The Crucifier was, to Hogg's annoyance, rather popular. Atrophy of the gustatory sense or anaesthesia of the stomach lining, or something. He prepared a sicklier version-whiskey and port-style British wine diluted with warm water from the washing-up tap-and this too was well appreciated. It was the name, that was what it was: it was a small and unbargained-for poetic victory. Suddenly, while Hogg was sucking on the sour lozenge of an image of himself, sweating under a dyed-wool wig into the American-type martinis he was pouring from the gin bottle, there was a reverent hush. The Prime Minister had arrived. He was a little bumptious man in a baggy suit to show he had just come from work, and he was at his ease with everyone and full of little pleasantries. Hogg begged John the Spaniard to make sure he got a Crucifier, but the Prime Minister asked for orange juice. Hogg was happy to serve some of the cheap acid variety. Then he got down to a batch of champagne cocktails for a bunch of exquisite young men who grinned at his wig, himself longing for a mug of very strong, or stepmother's, tea. There was a lot of loud chatter and some giggles (as though the session were proceeding at once, without the interim of a meal, towards seduction); under it the ghastly pseudo-music swelled up, reached its sonic level, then rose above to drown it. It was a fanfare. There were cheers. The guests of honour had come at last, embraced and worshipped from their very entrance. Hogg stopped mixing to have a good look at them.

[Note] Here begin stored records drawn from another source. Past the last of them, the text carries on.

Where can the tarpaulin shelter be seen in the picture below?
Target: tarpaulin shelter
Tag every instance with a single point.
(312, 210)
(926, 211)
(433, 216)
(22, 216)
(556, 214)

They were, he thought, about as horrible in appearance as it was possible to imagine any four young men to be. The one Hogg knew to be their leader, Yod Crewsy, received, because of his multiple success, the most homage, and he accepted this as his due, simpering out of a lopsided mouth that was too large to be properly controlled and, indeed, seemed to possess a kind of surrealist autonomy. The other three were vulgarly at home, punching each other in glee and then doing a kind of ring-a-roses round the Prime Minister. The working photographers flashed and flashed like an epidemic of sharp sneezes. With the four, Hogg now noticed, there was a clergyman. He was small, old, and vigorous, and he champed and champed, nodding at everyone and even, before he came up to Hogg at the bar, sketching a general blessing. He said, nodding:

"If there's such a thing as a Power's among that heathen army you have up there on your shelves, then I'll have a double Power's. And I'll trouble you for a glass of fresh water."